The academic Left has spent a lot of time combatting the constitutional theory of originalism, which holds that the Constitution should be interpreted according to its writers’ intent.
But after recent gun violence in Connecticut and Colorado, lots of liberals have started to embrace a new form of ultra-originalism, at least when it comes to the Second Amendment. They argue that the Second Amendment only applies to muskets, and not to the kinds of guns that were invented after the Constitution was ratified. Ostensibly, this is because the Framers couldn’t have foreseen the invention of automatic weapons. But not even the most vociferous right-wing originalist believes that constitutional protections fail to cover changing technology.
These new Second Amendment originalists, therefore, have much more in common with the Amish than they do with any heretofore respectable school of constitutional thought.
Still, I’m curious where their new theory will lead. Will they next tell us about how freedom of the press only applies to eighteenth century printing presses—and not to TV, blogs, or . . . um . . . newspapers made with post-1789 technology?
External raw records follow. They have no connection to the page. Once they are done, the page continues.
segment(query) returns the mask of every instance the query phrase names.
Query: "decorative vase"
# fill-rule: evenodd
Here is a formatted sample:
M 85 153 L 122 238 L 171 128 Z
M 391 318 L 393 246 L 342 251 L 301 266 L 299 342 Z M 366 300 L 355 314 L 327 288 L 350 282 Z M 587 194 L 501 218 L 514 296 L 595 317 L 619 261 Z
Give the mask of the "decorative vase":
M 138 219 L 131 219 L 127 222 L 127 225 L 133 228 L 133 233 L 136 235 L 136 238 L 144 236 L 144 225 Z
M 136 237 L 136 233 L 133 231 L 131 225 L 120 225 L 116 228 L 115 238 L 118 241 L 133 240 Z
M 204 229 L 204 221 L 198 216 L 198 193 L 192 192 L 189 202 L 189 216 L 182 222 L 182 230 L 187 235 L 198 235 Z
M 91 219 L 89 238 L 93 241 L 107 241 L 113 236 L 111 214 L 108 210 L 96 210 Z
I’m also interested to read how the freedom from unreasonable seizures protects you against the police seizing your horse, but not your car. And, for that matter, I’m interested to see where they find the Framers’ intent to protect sodomy and abortion through the Constitution. (Or do they now think that those cases should be overturned?) After all, the Framers never foresaw blogs, cars, or widespread abortion any more than they foresaw automatic weapons.
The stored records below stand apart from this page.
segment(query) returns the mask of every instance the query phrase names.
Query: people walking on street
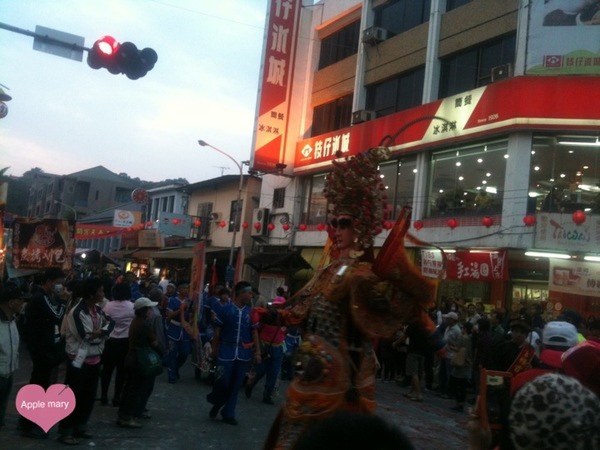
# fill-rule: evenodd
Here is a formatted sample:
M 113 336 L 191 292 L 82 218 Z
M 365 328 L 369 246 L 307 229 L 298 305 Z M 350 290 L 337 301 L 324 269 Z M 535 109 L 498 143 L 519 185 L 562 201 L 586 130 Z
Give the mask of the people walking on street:
M 60 327 L 65 314 L 65 304 L 56 295 L 62 291 L 64 272 L 56 267 L 45 270 L 41 284 L 36 286 L 25 307 L 23 340 L 27 344 L 33 368 L 29 384 L 48 389 L 57 381 L 57 367 L 65 358 L 65 344 Z M 48 435 L 39 426 L 21 416 L 19 425 L 23 436 L 37 439 Z
M 84 280 L 81 296 L 81 301 L 66 319 L 69 364 L 65 384 L 73 390 L 76 401 L 73 412 L 59 425 L 59 441 L 67 445 L 76 445 L 81 438 L 93 437 L 87 425 L 96 400 L 104 343 L 115 326 L 98 305 L 104 300 L 104 286 L 100 278 Z
M 154 389 L 156 375 L 142 372 L 137 352 L 139 348 L 150 347 L 159 356 L 162 355 L 160 340 L 152 323 L 157 306 L 158 302 L 153 302 L 147 297 L 140 297 L 133 304 L 135 318 L 129 327 L 129 346 L 125 358 L 126 382 L 117 420 L 121 427 L 140 428 L 142 424 L 138 419 L 149 418 L 144 410 Z
M 281 308 L 285 305 L 285 297 L 278 296 L 273 299 L 272 307 Z M 252 396 L 252 390 L 258 382 L 266 375 L 265 388 L 262 401 L 268 405 L 273 405 L 273 393 L 279 374 L 281 364 L 283 363 L 283 342 L 285 341 L 287 328 L 276 323 L 270 323 L 269 316 L 263 315 L 262 319 L 253 322 L 253 326 L 258 332 L 260 341 L 261 363 L 255 366 L 255 378 L 249 381 L 245 387 L 247 398 Z
M 194 311 L 188 296 L 189 285 L 179 283 L 177 295 L 169 299 L 167 306 L 167 368 L 169 383 L 179 381 L 179 369 L 192 351 Z
M 425 358 L 430 350 L 429 335 L 415 322 L 410 323 L 404 333 L 408 340 L 406 376 L 410 377 L 410 388 L 406 393 L 406 397 L 416 402 L 422 402 Z
M 444 343 L 445 352 L 443 357 L 440 358 L 440 370 L 439 370 L 439 382 L 440 382 L 440 395 L 443 398 L 450 398 L 449 395 L 449 382 L 451 373 L 450 361 L 454 357 L 454 354 L 461 347 L 462 331 L 458 325 L 458 314 L 454 311 L 450 311 L 442 316 L 446 323 L 446 329 L 444 330 Z
M 23 309 L 23 294 L 13 284 L 6 284 L 0 292 L 0 431 L 8 397 L 13 386 L 13 374 L 19 367 L 19 330 L 17 315 Z
M 239 281 L 232 302 L 221 306 L 215 319 L 212 356 L 217 359 L 217 369 L 212 392 L 206 399 L 213 405 L 209 417 L 216 418 L 220 411 L 223 422 L 229 425 L 238 423 L 235 418 L 238 394 L 253 356 L 256 364 L 261 363 L 258 332 L 250 317 L 252 296 L 252 285 Z
M 108 404 L 108 388 L 113 372 L 115 373 L 115 385 L 112 397 L 112 405 L 119 406 L 121 393 L 125 383 L 125 356 L 129 349 L 129 325 L 135 314 L 133 302 L 131 301 L 131 288 L 128 283 L 118 283 L 113 287 L 113 300 L 109 301 L 103 308 L 104 314 L 115 322 L 115 327 L 104 346 L 102 353 L 102 376 L 100 380 L 100 401 L 103 405 Z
If they don’t make these arguments, why not? Why would they only apply Amish-style originalism to the Second Amendment, but follow an extremely open-ended “living Constitution” for everything else? Even if we assume, for the sake of argument, that guns are more dangerous than any of those other things, that doesn’t establish that the Framers would have wanted them to form a special Constitutional exception, absent some kind of evidence to the contrary. To assume so is to implant the modern idea that dangerous things require heavy government interference onto pre-modern minds. But because the liberal Second Amendment theory purports to only rely on the the Framers’ supposed intent, it cannot honestly do that. The technology argument, then, must either apply to all of the Constitution or to none of it.
Could the answer be that their Second Amendment theory is not, in fact, an honest theory at all? That instead, it is just an after-the-fact rationalizations to support preconceived political positions?